Hunt, the former MP for Wirral, took up the role in October following the resignation of Baroness Buscombe in the wake of mounting criticism over the watchdog’s handling of the News of the World phone-hacking scandal.
In an interview with the Liverpool Echo, Hunt said the Editors’ Code of Practice required journalists to maintain the highest professional standards and that the ‘regional Press has always done that”.
‘I don’t think in my 35 years in Parliament I have come across any instance where anyone fell below those standards,’he said.
‘The first section title in the code of practice is accuracy – that’s key – and I see all of the provisions in the code as being part and parcel of, and in the genes and fabric of, the being of the regional press.”
He added: ‘When you look back at all the key stories that have developed, they had their origin, usually, in regional papers.”
‘I’ve always had fair treatment from local newspapers, but the nationals do tend to carry very critical pieces when you are in public life.”

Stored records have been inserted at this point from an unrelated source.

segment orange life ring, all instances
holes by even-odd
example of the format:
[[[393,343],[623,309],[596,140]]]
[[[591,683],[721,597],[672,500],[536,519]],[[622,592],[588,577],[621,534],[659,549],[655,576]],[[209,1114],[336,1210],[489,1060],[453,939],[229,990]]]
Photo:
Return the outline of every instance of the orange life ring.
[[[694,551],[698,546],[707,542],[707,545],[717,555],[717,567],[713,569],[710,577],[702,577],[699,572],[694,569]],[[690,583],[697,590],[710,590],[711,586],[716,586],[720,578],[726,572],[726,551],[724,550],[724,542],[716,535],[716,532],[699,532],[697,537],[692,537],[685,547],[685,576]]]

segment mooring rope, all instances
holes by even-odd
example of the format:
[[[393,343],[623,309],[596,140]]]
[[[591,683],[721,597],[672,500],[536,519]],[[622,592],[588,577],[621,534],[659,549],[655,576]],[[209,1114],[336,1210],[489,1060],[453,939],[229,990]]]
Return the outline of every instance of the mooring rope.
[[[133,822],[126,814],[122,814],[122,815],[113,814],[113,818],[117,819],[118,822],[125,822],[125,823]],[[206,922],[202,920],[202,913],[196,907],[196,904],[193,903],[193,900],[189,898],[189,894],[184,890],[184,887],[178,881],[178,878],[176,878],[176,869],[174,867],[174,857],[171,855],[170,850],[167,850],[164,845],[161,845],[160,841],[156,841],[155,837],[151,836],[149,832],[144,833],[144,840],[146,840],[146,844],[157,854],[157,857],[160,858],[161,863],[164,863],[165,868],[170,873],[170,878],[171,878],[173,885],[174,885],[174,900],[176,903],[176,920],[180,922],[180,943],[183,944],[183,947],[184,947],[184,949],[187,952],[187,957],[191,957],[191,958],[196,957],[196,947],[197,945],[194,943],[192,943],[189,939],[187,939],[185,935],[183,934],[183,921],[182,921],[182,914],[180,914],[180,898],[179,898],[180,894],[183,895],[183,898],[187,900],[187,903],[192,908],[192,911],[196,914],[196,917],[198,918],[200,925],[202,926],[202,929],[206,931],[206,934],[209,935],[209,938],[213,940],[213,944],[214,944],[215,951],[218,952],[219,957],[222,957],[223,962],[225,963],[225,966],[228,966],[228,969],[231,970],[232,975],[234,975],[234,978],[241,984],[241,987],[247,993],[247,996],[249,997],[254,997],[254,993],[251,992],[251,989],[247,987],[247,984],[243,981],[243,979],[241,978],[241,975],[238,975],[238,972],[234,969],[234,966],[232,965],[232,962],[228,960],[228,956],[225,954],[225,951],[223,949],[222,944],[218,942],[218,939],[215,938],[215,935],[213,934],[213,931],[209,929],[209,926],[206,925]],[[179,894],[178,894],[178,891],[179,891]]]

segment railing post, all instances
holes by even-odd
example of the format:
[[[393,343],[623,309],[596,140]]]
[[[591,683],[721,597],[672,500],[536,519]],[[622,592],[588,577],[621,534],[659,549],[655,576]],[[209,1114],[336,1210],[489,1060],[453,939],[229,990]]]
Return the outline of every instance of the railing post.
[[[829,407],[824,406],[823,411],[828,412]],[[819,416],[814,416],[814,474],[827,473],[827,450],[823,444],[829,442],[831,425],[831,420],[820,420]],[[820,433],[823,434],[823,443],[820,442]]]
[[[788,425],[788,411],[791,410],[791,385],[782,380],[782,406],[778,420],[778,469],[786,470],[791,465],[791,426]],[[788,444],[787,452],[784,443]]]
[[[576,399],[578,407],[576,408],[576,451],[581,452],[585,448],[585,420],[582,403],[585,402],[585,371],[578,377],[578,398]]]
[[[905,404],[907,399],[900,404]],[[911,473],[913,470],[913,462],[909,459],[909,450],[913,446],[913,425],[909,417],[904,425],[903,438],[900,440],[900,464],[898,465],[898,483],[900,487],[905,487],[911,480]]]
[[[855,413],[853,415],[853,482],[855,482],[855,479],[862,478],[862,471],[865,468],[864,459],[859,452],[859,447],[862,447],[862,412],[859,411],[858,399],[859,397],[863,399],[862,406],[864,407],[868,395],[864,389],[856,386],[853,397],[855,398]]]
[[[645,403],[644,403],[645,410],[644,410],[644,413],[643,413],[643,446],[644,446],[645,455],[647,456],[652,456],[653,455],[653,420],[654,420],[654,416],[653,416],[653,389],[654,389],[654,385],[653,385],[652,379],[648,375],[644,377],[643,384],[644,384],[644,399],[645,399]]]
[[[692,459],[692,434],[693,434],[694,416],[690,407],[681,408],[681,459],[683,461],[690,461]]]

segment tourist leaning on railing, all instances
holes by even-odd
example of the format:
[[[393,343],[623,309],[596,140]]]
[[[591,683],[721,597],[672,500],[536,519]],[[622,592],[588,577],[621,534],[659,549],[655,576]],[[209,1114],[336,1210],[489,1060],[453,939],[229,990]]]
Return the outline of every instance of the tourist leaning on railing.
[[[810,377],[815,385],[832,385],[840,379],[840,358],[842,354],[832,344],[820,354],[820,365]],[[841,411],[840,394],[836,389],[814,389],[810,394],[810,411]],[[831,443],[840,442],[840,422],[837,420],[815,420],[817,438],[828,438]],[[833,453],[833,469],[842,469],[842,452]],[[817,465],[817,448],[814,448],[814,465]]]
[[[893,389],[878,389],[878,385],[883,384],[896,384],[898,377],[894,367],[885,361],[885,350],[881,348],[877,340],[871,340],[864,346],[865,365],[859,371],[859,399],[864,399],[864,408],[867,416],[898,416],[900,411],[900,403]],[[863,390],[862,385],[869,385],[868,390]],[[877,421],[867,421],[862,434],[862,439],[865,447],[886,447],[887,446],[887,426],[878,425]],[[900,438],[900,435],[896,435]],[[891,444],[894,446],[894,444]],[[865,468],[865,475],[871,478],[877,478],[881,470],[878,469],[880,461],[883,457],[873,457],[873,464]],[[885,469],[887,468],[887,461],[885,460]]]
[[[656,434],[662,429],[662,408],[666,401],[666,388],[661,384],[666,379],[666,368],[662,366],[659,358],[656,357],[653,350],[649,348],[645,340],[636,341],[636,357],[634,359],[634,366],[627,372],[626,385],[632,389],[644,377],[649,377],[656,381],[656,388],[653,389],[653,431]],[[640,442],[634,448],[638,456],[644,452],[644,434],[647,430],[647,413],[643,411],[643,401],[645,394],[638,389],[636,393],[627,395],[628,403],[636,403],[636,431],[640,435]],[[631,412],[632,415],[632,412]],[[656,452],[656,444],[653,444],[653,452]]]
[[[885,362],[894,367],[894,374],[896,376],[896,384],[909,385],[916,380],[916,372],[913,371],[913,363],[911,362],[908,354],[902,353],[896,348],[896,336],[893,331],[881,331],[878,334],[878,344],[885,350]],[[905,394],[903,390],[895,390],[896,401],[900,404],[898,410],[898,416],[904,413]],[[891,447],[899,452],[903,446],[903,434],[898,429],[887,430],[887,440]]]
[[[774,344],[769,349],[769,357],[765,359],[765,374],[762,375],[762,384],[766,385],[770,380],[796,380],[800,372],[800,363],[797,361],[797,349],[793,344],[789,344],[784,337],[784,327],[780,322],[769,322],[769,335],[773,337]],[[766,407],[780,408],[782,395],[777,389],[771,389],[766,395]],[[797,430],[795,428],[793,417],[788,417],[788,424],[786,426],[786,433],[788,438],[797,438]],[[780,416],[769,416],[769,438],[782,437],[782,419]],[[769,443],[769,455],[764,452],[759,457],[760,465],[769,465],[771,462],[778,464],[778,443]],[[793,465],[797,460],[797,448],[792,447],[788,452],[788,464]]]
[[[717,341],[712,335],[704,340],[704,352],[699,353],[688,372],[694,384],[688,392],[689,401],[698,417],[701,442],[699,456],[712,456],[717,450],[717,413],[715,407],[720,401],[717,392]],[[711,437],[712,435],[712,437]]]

Hunt also criticised those people now clamouring for state regulation of the press – telling the Echo: ‘I don’t want the state and I don’t want politicians interfering with freedom of expression”.
He continued: ‘I attended a meeting where people were arguing for state regulation and I just asked them to think ‘Who would be applauding?’
‘When they didn’t answer I said our Chinese cousins would be delighted if we were to introduce state regulation.
“While it’s a right, freedom of expression carries with it a heavy responsibility. I have found this in all the newspaper offices I have been in – journalists recognise they do have a heavy responsibility.”